Eur J Drug Metab Pharmacokinet. 1992 Jul-Sep;17(3):221-6. doi: 10.1007/BF03190149.
The present study reports findings on the disposition of epirubicin after an intrahepato-arterial administration of the Lipiodol-drug complex, prepared by mixing the drug-aqueous phase with the iodized oil by ultra-sonification, in 14 patients with histologically proven hepatoma or hepatomegaly with serum alpha-fetoprotein level above 500 micrograms.l-1. The volume of Lipiodol used was 5 ml and the epirubicin dose was 50 mg.m-2. Blood samples were obtained at various time intervals up to 72 h post-dose. Serum concentrations of epirubicin were measured by liquid chromatography with fluorometric detection. The area under serum concentration-time curve (AUCinfinity0) was higher in the Lipiodol-epirubicin group (n = 8) while the clearance was faster and elimination t1/2 and mean residence time shorter in the plain epirubicin group (n = 3). However, interindividual variation in metabolism of epirubicin would affect serum level of the drug. In three patients who were given intravenous and intrahepato-arterial injections (90 mg.m-2) of plain epirubicin and Lipiodol-drug complex, the relative bioavailability of Lipiodol-epirubicin complex (F = 0.76 and 0.45) was lower than that of plain epirubicin (F = 0.80 and 0.73) in two patients while it was approximately 100% (F = 1.06 and 1.20) in one patient. It is likely that liver function of the patients might be modified by the disease state over a period of 3 months in the cross-over study. Further studies with larger patient samples are required to confirm if there is a targeting effect of the Lipiodol-drug complex toward hepatoma using a better formulation of the drug in Lipiodol.

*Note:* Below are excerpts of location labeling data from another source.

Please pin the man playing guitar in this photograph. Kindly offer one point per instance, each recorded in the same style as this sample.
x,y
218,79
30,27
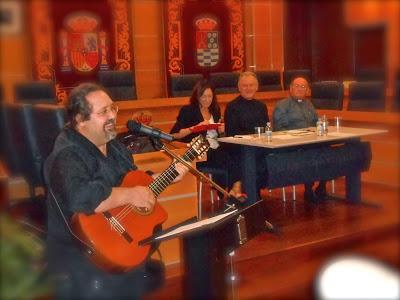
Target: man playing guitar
x,y
83,174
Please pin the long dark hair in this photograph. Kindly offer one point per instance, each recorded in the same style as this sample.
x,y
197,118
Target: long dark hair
x,y
198,91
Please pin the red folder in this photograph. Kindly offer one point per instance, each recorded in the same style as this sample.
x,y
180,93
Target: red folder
x,y
201,128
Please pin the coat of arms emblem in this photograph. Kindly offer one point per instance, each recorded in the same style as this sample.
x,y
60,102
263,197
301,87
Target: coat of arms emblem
x,y
207,42
82,46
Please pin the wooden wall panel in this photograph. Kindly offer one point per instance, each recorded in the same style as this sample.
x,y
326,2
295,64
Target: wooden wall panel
x,y
372,12
263,34
297,35
14,62
147,16
331,45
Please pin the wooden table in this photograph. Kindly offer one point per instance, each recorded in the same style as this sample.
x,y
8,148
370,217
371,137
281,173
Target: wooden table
x,y
295,139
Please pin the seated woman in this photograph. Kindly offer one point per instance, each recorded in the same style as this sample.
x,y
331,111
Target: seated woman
x,y
202,110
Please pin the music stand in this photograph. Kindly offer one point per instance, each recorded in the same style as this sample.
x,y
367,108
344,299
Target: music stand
x,y
206,247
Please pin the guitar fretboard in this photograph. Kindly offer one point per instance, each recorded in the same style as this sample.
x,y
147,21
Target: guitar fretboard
x,y
166,177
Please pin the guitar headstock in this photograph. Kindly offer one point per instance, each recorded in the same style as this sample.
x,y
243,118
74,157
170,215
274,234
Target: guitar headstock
x,y
199,145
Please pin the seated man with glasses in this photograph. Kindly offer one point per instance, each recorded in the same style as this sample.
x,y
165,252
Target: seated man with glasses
x,y
297,112
83,174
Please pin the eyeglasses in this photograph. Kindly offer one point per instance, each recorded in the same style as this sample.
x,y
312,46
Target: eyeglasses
x,y
106,110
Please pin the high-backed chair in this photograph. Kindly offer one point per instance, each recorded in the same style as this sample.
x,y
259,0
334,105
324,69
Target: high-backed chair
x,y
182,85
119,84
224,82
49,121
367,96
1,93
23,140
327,95
288,75
370,74
35,92
269,80
7,149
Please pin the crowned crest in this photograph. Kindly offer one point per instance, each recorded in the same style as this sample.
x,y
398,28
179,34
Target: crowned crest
x,y
82,46
207,41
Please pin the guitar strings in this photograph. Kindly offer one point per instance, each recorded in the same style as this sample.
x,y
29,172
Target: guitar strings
x,y
157,186
130,207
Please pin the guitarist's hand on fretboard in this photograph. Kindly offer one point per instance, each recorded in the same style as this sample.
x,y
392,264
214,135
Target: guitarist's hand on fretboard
x,y
182,170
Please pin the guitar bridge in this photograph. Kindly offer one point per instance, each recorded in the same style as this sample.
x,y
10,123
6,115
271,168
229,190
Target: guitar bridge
x,y
117,226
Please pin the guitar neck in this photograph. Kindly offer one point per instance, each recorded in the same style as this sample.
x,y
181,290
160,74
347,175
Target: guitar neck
x,y
168,176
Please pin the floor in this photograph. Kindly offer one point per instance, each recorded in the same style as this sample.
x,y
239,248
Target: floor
x,y
285,264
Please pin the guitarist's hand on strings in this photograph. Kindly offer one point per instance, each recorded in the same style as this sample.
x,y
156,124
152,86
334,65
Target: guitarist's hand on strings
x,y
180,168
138,196
142,197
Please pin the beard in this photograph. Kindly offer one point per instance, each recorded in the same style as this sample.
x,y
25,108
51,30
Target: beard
x,y
111,131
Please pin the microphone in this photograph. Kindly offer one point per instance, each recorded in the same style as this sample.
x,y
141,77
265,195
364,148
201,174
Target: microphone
x,y
147,130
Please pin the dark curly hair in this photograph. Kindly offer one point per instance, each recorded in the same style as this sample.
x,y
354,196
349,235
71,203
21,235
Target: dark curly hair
x,y
198,91
78,104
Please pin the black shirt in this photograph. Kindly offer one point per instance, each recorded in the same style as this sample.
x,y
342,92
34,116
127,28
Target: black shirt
x,y
242,115
81,177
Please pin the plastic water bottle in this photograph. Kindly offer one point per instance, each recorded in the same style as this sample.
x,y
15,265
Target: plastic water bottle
x,y
268,132
319,127
324,125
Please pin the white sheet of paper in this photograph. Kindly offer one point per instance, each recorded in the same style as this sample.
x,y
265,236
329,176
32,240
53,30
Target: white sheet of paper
x,y
196,224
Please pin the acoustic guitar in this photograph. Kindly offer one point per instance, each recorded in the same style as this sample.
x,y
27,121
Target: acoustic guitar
x,y
111,237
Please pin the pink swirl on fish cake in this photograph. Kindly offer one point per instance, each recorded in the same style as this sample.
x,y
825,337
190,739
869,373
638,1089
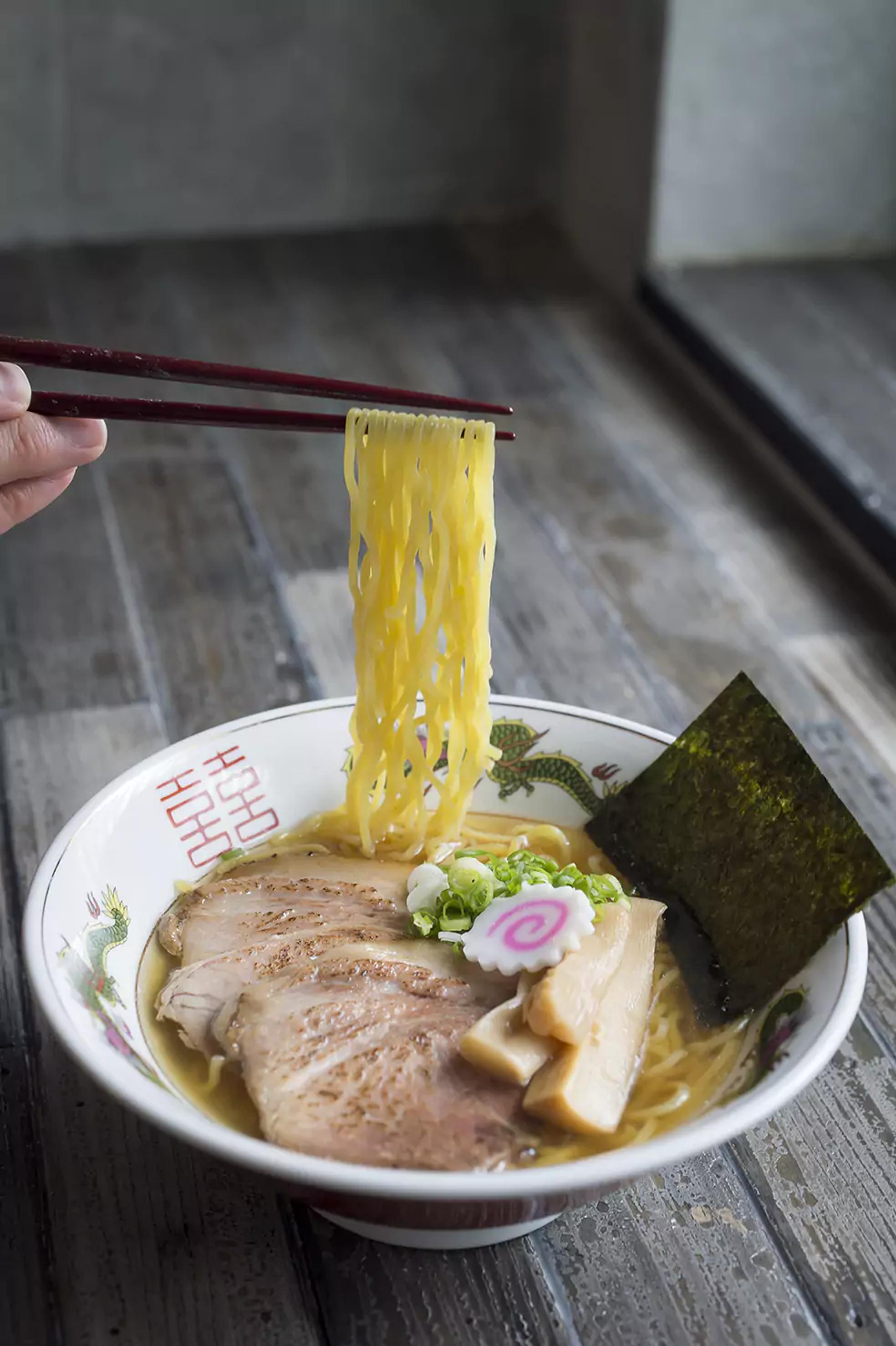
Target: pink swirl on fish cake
x,y
530,931
532,918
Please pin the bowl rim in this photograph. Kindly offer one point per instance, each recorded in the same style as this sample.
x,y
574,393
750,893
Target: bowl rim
x,y
294,1168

本研究报告了14例经组织学证实为肝癌或肝肿大且血清甲胎蛋白水平高于500微克/升的患者,在通过超声将药物水相与碘化油混合制备的碘油 - 药物复合物经肝动脉给药后表柔比星的处置情况。所用碘油体积为5毫升,表柔比星剂量为50毫克/平方米。在给药后长达72小时的不同时间间隔采集血样。通过液相色谱 - 荧光检测法测定血清表柔比星浓度。碘油 - 表柔比星组(n = 8)的血清浓度 - 时间曲线下面积(AUCinf0)较高,而单纯表柔比星组(n = 3)的清除率更快,消除半衰期和平均驻留时间更短。然而,表柔比星代谢的个体间差异会影响药物的血清水平。在3例接受静脉和肝动脉注射(90毫克/平方米)单纯表柔比星和碘油 - 药物复合物的患者中,两名患者碘油 - 表柔比星复合物的相对生物利用度(F = 0.76和0.45)低于单纯表柔比星(F = 0.80和0.73),而在一名患者中约为100%(F = 1.06和1.20)。在交叉研究中,患者的肝功能可能在3个月的时间内受到疾病状态的影响。需要用更大的患者样本进行进一步研究,以确认使用碘油中更好的药物制剂时碘油 - 药物复合物对肝癌是否有靶向作用。